Mr She has a deep-rooted and long-standing connection with the Worldsec group of companies, being
one of the co-founding team members at the time when the entities were established in the early 1990s.
For more than a decade that followed and until the disposal by the Group of certain securities
businesses to UOB Kay Hian Holdings Limited in 2002, Mr She held senior management positions at
Worldsec Corporate Finance Limited and Worldsec International Limited with the main responsibility
of developing and overseeing the Group’s corporate finance activities.
Prior to his tenure at the Worldsec group of companies, Mr She was an Investment Analyst and an
Associate Director at James Capel (Far East) Limited where he was primarily responsible for equity
research in the real estate sector.
Mr She graduated from the University of Toronto with a Bachelor of Applied Science degree in
Industrial Engineering and earned a Master of Science degree in Management Science specialising in
Operational Research from the Imperial College of Science and Technology. Mr She is a Chartered
Financial Analyst and a fellow of the Hong Kong Securities and Investment Institute.
From 2004 to 2010, Mr She served as an Independent Non-Executive Director and the Chairman of
the Audit Committee of New Island Printing Holdings Limited, a company listed on the Main Board
of The Stock Exchange of Hong Kong Limited.

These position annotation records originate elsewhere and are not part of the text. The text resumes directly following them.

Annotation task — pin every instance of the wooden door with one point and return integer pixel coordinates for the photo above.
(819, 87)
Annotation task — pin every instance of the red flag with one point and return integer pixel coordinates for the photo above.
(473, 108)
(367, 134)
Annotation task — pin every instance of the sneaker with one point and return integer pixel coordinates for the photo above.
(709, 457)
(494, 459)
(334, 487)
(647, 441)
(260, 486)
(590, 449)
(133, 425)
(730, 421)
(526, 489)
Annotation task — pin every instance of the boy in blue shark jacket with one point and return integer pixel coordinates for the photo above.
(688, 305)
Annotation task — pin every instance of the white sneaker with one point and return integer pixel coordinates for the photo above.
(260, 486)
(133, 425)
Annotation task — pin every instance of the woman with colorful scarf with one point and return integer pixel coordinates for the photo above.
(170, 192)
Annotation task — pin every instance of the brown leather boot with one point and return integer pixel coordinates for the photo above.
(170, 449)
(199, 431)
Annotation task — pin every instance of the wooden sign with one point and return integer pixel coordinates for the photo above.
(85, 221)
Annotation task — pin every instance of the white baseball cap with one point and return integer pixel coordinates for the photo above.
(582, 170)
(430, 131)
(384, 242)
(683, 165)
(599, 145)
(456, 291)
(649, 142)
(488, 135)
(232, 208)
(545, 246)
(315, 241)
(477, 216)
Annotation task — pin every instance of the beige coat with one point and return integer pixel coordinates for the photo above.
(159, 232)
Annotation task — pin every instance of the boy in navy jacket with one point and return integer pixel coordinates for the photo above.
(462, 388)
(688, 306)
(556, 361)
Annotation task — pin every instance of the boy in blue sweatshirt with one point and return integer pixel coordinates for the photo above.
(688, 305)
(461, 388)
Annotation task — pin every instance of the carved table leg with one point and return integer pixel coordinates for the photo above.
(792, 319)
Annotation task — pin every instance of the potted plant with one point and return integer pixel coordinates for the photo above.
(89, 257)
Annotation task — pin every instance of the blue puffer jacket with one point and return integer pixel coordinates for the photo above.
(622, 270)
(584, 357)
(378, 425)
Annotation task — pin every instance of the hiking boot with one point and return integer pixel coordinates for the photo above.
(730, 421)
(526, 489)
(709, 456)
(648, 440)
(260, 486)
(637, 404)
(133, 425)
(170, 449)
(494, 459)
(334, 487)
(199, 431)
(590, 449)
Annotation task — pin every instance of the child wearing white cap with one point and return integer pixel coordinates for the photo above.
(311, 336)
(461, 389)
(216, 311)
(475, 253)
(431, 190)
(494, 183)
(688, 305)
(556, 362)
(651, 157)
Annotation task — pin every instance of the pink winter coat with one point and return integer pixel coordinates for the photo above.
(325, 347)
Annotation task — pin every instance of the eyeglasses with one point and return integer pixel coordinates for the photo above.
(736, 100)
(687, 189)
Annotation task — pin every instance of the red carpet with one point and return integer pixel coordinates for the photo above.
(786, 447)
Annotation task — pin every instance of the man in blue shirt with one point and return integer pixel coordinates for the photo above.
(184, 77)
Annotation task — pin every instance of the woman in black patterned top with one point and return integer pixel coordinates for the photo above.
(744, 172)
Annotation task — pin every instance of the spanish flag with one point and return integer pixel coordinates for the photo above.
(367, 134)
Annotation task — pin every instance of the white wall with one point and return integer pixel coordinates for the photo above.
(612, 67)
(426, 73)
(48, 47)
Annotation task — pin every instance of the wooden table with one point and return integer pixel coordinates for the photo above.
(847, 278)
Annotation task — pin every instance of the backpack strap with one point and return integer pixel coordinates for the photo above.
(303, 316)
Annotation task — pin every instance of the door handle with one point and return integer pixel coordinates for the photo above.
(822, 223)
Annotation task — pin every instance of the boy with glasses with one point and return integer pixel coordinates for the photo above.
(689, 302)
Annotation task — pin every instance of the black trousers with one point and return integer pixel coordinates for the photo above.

Mark Chung Fong - Non-Executive Director - aged 73
Mr Fong was an Executive Director for China development of Grant Thornton International Ltd, a
corporation incorporated in England and had retired from Grant Thornton effective from 1 January
2014. He has more than 40 years’ experience in the accounting profession. Mr Fong obtained a
bachelor’s degree in science from the University College, London in August 1972 and a Master’s
degree in science from the University of Surrey in December 1973. He has been a Fellow of the
Institute of Chartered Accountants in England and Wales since January 1983 and a Fellow of the
Hong Kong Institute of Certified Public Accountants (“HKICPA”) since March 1986. He was the
President of the HKICPA in 2007. He has been appointed as the Chairman of the Audit Committee of
HKICPA from 2016 to January 2019 and has also served on the Council of the Institute of Chartered
Accountants in England and Wales from 2016 to 2018.
WORLDSEC LIMITED
Page 74
BIOGRAPHICAL NOTES OF THE DIRECTORS (CONTINUED)
Martyn Stuart Wells - Non-Executive Director – aged 80
Mr Wells was formerly an Executive Director of Citicorp International Limited and has over 30 years
experience in the securities industry. In 1969 he joined Vickers da Costa, international stockbrokers.

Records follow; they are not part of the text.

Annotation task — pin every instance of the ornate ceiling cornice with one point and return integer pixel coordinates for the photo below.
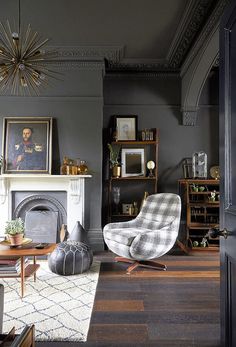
(211, 24)
(78, 53)
(199, 20)
(197, 23)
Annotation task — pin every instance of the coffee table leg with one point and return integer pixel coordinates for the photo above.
(35, 271)
(22, 275)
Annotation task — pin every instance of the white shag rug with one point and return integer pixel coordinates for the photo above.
(59, 306)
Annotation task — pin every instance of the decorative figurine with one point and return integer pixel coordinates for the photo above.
(151, 166)
(199, 165)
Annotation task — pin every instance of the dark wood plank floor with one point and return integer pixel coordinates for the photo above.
(179, 307)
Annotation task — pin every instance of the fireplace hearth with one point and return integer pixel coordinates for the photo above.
(24, 194)
(43, 212)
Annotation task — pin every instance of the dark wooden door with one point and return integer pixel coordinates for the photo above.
(228, 175)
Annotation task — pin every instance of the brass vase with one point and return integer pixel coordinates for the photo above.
(116, 170)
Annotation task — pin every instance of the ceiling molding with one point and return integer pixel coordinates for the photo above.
(142, 75)
(198, 21)
(73, 64)
(189, 27)
(111, 53)
(211, 25)
(189, 38)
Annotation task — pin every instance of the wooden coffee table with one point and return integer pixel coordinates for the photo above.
(23, 251)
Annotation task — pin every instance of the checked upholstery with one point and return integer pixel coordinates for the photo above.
(151, 234)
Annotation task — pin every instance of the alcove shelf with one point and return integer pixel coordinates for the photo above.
(132, 188)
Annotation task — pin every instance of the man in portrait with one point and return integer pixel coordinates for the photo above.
(27, 154)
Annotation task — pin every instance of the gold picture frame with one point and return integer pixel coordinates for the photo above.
(27, 145)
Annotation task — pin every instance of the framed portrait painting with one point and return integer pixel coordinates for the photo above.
(126, 127)
(27, 145)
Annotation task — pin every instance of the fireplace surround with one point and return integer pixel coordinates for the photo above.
(21, 192)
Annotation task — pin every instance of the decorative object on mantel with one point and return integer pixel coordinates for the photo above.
(22, 60)
(200, 165)
(187, 164)
(15, 230)
(70, 258)
(83, 168)
(64, 233)
(73, 167)
(27, 145)
(64, 316)
(78, 234)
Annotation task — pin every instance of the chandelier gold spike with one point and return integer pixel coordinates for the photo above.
(23, 60)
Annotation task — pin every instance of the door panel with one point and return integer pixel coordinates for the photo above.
(228, 175)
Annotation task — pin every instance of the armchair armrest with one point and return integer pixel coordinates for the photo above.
(153, 243)
(120, 225)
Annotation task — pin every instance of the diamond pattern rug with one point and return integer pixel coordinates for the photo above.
(59, 306)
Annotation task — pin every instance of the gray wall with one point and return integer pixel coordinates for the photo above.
(156, 101)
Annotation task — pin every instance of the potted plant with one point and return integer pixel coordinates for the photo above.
(114, 160)
(15, 231)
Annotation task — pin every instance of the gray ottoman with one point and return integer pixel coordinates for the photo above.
(70, 258)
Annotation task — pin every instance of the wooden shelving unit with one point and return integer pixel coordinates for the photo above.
(200, 198)
(136, 185)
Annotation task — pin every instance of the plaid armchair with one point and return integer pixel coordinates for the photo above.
(150, 235)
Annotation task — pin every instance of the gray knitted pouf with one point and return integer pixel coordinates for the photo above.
(70, 258)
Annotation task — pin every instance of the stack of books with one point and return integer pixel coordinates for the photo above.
(10, 266)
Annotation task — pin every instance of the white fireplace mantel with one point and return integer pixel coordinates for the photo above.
(73, 185)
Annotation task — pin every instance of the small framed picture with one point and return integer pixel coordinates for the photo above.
(27, 145)
(126, 208)
(126, 127)
(133, 162)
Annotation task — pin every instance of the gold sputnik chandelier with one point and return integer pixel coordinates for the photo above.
(23, 68)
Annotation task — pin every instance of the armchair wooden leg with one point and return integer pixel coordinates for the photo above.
(124, 260)
(151, 264)
(132, 267)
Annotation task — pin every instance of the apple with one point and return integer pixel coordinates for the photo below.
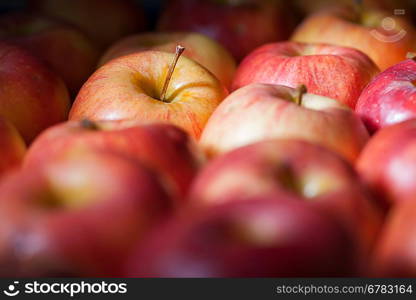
(331, 71)
(151, 86)
(67, 51)
(264, 237)
(32, 96)
(390, 98)
(388, 164)
(395, 255)
(384, 37)
(240, 25)
(104, 21)
(263, 111)
(164, 148)
(308, 7)
(78, 216)
(12, 147)
(199, 47)
(304, 171)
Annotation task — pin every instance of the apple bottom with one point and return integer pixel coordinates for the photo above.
(77, 217)
(262, 237)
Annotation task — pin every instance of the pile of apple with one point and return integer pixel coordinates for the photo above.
(245, 138)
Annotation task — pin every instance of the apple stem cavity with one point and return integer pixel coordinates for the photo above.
(178, 53)
(88, 124)
(300, 91)
(411, 55)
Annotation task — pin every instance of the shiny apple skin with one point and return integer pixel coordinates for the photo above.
(79, 216)
(304, 171)
(395, 253)
(262, 237)
(390, 98)
(261, 111)
(129, 88)
(12, 147)
(388, 163)
(32, 96)
(240, 27)
(200, 48)
(164, 148)
(63, 47)
(332, 71)
(104, 21)
(343, 26)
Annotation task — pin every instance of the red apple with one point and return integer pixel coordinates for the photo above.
(308, 7)
(32, 97)
(163, 148)
(395, 255)
(304, 171)
(390, 98)
(384, 37)
(335, 72)
(104, 21)
(12, 147)
(199, 47)
(262, 237)
(261, 111)
(146, 86)
(240, 25)
(66, 50)
(78, 216)
(388, 162)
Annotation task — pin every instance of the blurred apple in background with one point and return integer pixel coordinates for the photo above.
(66, 50)
(302, 170)
(388, 162)
(264, 237)
(395, 255)
(262, 111)
(164, 148)
(132, 87)
(335, 72)
(390, 98)
(32, 96)
(308, 7)
(78, 216)
(383, 36)
(240, 25)
(199, 47)
(12, 147)
(104, 21)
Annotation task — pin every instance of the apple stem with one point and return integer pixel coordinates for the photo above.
(300, 91)
(178, 53)
(88, 124)
(359, 7)
(411, 55)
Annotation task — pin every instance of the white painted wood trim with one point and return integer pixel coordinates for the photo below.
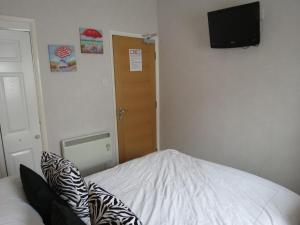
(25, 24)
(114, 88)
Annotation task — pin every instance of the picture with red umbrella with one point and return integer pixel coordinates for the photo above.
(91, 41)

He was involved in the fund management industry for 20 years and participated in the launch of
several country funds investing in the Asian region, serving as a director or as a member of the
investment advisory councils of several of those funds. He lived in Hong Kong for almost 28 years
and since 2000 has resided in England.
Stephen Lister d’Anyers Willis - Non-Executive Director – aged 70
Mr Willis is a financial services professional specialising in Asia and global investing. He has been
involved with Asia for over 35 years firstly with Standard Chartered Bank and subsequently with the
Asian specialist stockbroker, Vickers da Costa and a number of other investment banking firms.